The lightening military offensive launched on 27 November 2024 by Syria's main armed opposition group, Hayat Tahrir al-Sham (HTS), and the subsequent ousting of President Bashar al-Asad caught even researchers, experts, and analysts by surprise. How was it possible that, after 13 years of stalemate of the Syrian civil war, the goal of the numerous armed opposition groups and their regional and international sponsors was finally reached in just 11 days?
The answer is that the regime has not really been toppled; rather it collapsed. What has collapsed is the repressive security system that had enabled Bashar al-Asad and his father before him, Hafez, to remain in power for decades, despite multiple episodes of contestation.
The total lack of resistance from the security apparatus, especially from the army, surprised observers, and even more so the HTS fighters, whose only initial military objective had been to seize positions in the north of the country and possibly Aleppo, the country's second largest city. Despite the Syrian regime's reinforcement of its positions in and around Aleppo to resist a possible opposition offensive, HTS secured the city with limited combat losses. The same was then true for Hama, south of Aleppo towards Damascus, but above all for Homs, a city defended by elite Syrian army units. Damascus itself was protected by elite intelligence troops. In fact, the center of the city, home to the ruling power, had never really been under threat since the start of the civil war. However, it took just two days on 7 and 8 December to seize it from the Syrian regime and officially declare its downfall.
Analysts point to corruption, demotivation, and desertions to explain the Syrian army's lack of resistance. While these elements do indeed exist, they are not the cause but rather the mere consequences of the fragmentation and weakening of the military institution, caused by its control by the Syrian intelligence services, which are fragmented themselves and obey neither logic of state-building nor national patriotism. Syrian intelligence was structured more by a logic of predation, gang competition, and impunity. Intelligence services have, in a way, established themselves as the primary power in Syria, dominating and weakening the army for decades. Consequently, the collapse of the Syrian army under the offensives of armed opposition groups is just the latest act in the agony of an institution that was, before Hafez al-Asad came to power, the most stable and robust institution of the Syrian state; the only institution where, despite the purges, the different ethno-religious communities were represented.

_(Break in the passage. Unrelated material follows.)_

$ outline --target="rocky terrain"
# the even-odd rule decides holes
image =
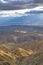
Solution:
[[[0,65],[43,65],[43,27],[0,27]]]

Why has this “zombie” army survived the civil war all these years, when its structural weakness was already well known? Quite simply because Syrian intelligence used all its capacity for repression to force soldiers to fight, but also to redistribute some of the economic rents that it extracted from the meagre revenues of a country at war.
Nevertheless, signs of the Syrian army's organisational and operational weakness had already appeared on several occasions. The Lebanese Hezbollah and elite Iranian officers had indeed coordinated the operations of the various Syrian army units against opposition groups, notably between 2014 and 2017. The Syrian army's military successes would never have been achieved without the organisational and operational efficiency of its Lebanese and Iranian allies, or without the air support of Russian forces.
Far from being insignificant, the collapse of the Syrian army constitutes perhaps the greatest challenge for the new era that is beginning in Syria: how to reconstitute a national army, after 54 powerless years of dictatorial rule, to serve as the foundation for the independence of a Syrian state?